One important factor is the upcoming monthly options expiration (mopex), which will occur this Friday, November 17—specific dynamics include:
Overly high expectations for price volatility
Market makers unwinding their hedges
I will use Coinbase as an example, but these factors apply to most cryptocurrency stocks.
I previously mentioned that after Trump's victory, due to the dynamics I am about to describe, you need to check the implied volatility before considering buying call options.
Here is the implied volatility data for Coinbase expiring on November 15, 22, and 29.
A volatility of 132% means that, with a 95% probability, the expected daily price movement of the underlying asset is ±16.62%. Such expectations seem very high.
The implied volatility percentile over the past 30 days reached 80%. This means that in the next 30 days, this implied volatility (or expectation of Coinbase rising) is higher than 80% of historical periods. This seems unusually high without a quarterly earnings call.
So, what happens when market expectations are this high? What actions do market makers take at this time?
When market makers sell out-of-the-money call options, they hedge their short delta risk by buying stocks.
As the expiration date approaches, the delta of these out-of-the-money call options decreases, so market makers will sell stocks to avoid directional risk.
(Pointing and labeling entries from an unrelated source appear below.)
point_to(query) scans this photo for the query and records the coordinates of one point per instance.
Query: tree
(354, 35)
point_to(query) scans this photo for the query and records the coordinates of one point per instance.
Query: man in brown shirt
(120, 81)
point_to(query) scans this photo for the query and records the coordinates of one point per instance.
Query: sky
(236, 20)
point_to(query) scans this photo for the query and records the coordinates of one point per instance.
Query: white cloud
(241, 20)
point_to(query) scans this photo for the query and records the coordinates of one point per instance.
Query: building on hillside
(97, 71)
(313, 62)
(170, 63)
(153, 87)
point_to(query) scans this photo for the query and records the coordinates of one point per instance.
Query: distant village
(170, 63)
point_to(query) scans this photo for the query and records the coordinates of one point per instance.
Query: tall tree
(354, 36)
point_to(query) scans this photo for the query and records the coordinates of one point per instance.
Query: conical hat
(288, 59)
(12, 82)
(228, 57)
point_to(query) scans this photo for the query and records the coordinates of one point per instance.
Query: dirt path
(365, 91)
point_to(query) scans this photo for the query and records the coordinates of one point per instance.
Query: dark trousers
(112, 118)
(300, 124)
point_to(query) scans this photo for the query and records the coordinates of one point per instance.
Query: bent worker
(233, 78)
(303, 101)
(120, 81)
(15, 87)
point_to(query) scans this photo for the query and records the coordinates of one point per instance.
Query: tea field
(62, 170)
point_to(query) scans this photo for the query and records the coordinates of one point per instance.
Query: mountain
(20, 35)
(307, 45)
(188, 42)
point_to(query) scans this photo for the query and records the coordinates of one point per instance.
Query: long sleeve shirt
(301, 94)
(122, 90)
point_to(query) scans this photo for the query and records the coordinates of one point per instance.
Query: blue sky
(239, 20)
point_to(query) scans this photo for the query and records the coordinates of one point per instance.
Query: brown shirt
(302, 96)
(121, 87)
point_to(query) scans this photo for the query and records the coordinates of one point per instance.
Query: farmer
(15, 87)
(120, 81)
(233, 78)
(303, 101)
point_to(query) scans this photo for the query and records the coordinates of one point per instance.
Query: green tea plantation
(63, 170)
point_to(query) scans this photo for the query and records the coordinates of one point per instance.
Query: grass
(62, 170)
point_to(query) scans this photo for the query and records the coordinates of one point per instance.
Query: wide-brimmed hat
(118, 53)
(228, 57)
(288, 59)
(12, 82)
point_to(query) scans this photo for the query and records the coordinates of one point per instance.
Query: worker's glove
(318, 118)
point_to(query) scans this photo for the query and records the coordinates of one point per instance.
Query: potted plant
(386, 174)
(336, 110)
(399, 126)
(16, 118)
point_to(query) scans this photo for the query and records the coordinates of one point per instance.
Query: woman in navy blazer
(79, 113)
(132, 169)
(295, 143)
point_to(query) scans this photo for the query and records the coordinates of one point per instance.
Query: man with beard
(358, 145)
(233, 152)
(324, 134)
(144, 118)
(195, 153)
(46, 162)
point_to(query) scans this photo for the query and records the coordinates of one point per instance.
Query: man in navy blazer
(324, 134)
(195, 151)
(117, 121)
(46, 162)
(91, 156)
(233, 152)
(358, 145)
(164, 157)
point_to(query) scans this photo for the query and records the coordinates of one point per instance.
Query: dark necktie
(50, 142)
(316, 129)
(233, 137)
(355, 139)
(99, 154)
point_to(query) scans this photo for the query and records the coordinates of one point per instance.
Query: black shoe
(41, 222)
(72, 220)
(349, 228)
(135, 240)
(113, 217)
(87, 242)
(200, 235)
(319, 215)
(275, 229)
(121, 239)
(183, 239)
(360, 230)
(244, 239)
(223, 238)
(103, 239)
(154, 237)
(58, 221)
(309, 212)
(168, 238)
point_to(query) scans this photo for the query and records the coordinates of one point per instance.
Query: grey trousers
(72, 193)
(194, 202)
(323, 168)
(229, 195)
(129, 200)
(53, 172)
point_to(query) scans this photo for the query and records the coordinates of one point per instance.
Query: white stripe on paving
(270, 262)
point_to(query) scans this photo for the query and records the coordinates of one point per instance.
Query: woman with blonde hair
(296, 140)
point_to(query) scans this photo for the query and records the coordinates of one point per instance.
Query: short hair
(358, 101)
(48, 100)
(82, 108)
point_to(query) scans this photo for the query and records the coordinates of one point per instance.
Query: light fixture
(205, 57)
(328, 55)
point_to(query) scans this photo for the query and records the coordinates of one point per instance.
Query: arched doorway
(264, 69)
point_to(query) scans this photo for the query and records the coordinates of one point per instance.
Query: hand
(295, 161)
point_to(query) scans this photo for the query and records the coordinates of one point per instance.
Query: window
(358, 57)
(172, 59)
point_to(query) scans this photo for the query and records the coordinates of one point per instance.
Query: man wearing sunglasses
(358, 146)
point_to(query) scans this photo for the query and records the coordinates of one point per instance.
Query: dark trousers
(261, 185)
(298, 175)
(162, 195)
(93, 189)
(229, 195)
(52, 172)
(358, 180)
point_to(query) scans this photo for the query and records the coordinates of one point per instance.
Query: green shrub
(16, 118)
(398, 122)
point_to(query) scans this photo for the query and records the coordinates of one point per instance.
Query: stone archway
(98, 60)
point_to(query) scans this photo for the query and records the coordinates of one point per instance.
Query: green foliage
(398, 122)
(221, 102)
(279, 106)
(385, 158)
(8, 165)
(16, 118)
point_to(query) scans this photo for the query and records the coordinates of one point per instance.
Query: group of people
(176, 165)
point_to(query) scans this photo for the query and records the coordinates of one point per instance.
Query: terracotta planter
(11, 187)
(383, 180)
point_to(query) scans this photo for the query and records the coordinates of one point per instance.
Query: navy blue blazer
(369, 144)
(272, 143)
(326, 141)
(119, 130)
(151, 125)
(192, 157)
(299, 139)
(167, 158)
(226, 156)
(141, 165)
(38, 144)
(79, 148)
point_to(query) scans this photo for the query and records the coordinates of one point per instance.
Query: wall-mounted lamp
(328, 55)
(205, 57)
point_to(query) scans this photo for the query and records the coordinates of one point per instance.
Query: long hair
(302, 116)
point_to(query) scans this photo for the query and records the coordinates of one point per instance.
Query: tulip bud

As we get closer to November 15, the delta loss of the out-of-the-money call options accelerates (assuming other conditions remain constant).
Observing the open interest in options, there is a clear bias towards out-of-the-money call options (with almost no put options visible on the chart).
As the expiration date approaches, the directional volatility in the market intensifies due to the reflexive effect of market makers' hedging actions. As a result, market makers sell stocks more aggressively (unless other entities are buying Coinbase more actively).
At the same time, as investors take profits (closing call options, market makers selling the hedged stocks), this cycle continues to strengthen. This creates a large reflexive cycle.
How did we get here?
Last week, Coinbase's options positions appeared very bearish (as seen from the historical put-call ratio and 25 delta skew).
Trump's victory led to a massive unwinding of positions (resulting in a situation completely opposite to what I previously described), with market makers repurchasing stocks as they unwound their short put options.
The market's pendulum swung violently in the opposite direction, causing the implied volatility (price) of these options to spike sharply—along with this change, the delta of out-of-the-money call options increased (thus making the hedging actions more aggressive and inevitably unwinding).
Due to short covering, market makers unwinding their hedges, and the general expectation of a "super cycle," the expectations for price movements shifted excessively in a positive direction. This situation is reflected in the implied volatility of all cryptocurrency stocks.
This is also why I chose to sell a large amount of volatility at this time—these expectations rarely materialize, and it is also a good strategy for hedging spot positions.